The provincial Liberals' powerful former campaign co-chair was repeatedly scheduled to meet with British Columbia Lottery Corp.'s president and chief executive officer between 2005 and 2007. Patrick Kinsella, a public affairs consultant who has been accused by the provincial New Democrats of lobbying the government without registering, has long been connected with the province's gaming industry. But the subject of those meetings - which occasionally included the corporation's chairs - remains a mystery. Mr. Kinsella, who has previously denied ever lobbying the government he was instrumental in electing, didn't return phone calls from Public Eye.
And the corporation's then president and chief executive officer, Vic Poleschuk, declined to comment on what he discussed with the Liberals' former campaign co-chair. Nor would Mr. Poleschuk comment on an email Mr. Kinsella sent to him on Sept. 7, 2005, requesting a meeting to "chat about issues of mutual interest and concern."
"The best way to get that information - given that I am obviously out of the public sector - is to deal with the lottery (corporation) directly," he said from his home in Kamloops.
But corporation public relations manager Robin Cook stated, "We are not able to speculate on the content" of scheduled meetings between Messrs. Poleschuk and Kinsella on February 27 and November 29, 2006 and April 24, 2007. "Only those individuals would be able to provide information on the meetings."
Nor, according to Mr. Cook, is the corporation "aware of the content" of scheduled meetings between Messrs. Poleschuk, Kinsella and then chair Rick Turner on October 7 and November 1, 2005.
Mr. Turner, who is now the Insurance Corp. of British Columbia's chair, has "no recollection" of those meetings. But his successor, John McLernon, did remember a meeting between himself and Messrs. Poleschuk and Kinsella on August 31, 2006.

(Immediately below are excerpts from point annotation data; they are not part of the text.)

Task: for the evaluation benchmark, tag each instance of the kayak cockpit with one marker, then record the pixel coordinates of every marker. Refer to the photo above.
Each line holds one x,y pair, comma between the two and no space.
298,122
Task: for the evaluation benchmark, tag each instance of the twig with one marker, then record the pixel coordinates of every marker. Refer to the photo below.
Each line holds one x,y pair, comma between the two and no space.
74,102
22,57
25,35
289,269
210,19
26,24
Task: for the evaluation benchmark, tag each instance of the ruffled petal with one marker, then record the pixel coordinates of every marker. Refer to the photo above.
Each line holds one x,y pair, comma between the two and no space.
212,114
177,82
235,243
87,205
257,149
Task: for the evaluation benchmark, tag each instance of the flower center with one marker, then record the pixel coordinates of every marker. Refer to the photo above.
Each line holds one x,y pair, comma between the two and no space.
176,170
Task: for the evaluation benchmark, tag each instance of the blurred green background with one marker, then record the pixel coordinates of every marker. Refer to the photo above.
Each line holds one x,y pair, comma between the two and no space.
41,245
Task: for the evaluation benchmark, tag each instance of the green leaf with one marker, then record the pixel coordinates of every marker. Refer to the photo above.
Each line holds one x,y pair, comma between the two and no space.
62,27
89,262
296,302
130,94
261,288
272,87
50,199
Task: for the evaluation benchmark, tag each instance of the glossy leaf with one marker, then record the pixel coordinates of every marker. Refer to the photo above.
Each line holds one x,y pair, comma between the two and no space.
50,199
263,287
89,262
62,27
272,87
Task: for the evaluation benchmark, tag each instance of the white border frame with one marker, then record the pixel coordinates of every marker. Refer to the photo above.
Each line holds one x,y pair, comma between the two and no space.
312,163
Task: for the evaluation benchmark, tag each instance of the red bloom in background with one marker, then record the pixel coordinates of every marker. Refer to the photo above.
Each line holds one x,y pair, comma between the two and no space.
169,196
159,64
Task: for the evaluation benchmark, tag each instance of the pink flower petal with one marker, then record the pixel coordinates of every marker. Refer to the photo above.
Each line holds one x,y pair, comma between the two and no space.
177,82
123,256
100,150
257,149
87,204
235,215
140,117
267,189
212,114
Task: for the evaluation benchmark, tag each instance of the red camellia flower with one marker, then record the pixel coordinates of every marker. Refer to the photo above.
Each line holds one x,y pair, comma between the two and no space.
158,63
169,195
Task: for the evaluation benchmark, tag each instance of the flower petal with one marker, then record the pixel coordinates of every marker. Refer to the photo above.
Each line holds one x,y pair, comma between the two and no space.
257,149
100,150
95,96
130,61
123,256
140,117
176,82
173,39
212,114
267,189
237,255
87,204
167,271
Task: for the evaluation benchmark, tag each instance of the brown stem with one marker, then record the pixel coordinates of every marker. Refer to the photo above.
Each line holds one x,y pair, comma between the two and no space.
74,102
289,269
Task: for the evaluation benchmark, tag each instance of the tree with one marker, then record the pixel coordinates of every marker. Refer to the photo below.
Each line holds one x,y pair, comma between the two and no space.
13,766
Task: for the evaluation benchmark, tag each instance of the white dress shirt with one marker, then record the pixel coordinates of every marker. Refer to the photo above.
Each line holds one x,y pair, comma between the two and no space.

"He advises the meeting was in fact a tour" of Great Canadian Gaming Corp.'s River Rock Casino Resort in Richmond, stated Cook. "Mr. McLernon recalls engaging in a brief conversation with Mr. Kinsella and Mr. Poleschuk. Mr. McLernon then toured the facility but does not recall if Mr. Kinsella participated."
In an interview, Great Canadian spokesman Howard Blank said, "We don't recall any tour. I wouldn't keep records of that."
Mr. Blank also said he couldn't "comment on whether people work with us or don't work with us" - when asked about the company's relationship with Mr. Kinsella. "That's a privacy issue obviously."
Under the Lobbyists Registration Act, consultant lobbyists are required to sign-up if they, for pay, communicate with an office holder in an attempt to influence government - although there are some exceptions to that rule.
In a written statement issued in June, Mr. Kinsella's company The Progressive Group stressed it is "confident it has consistently and correctly followed the requirements" of the act.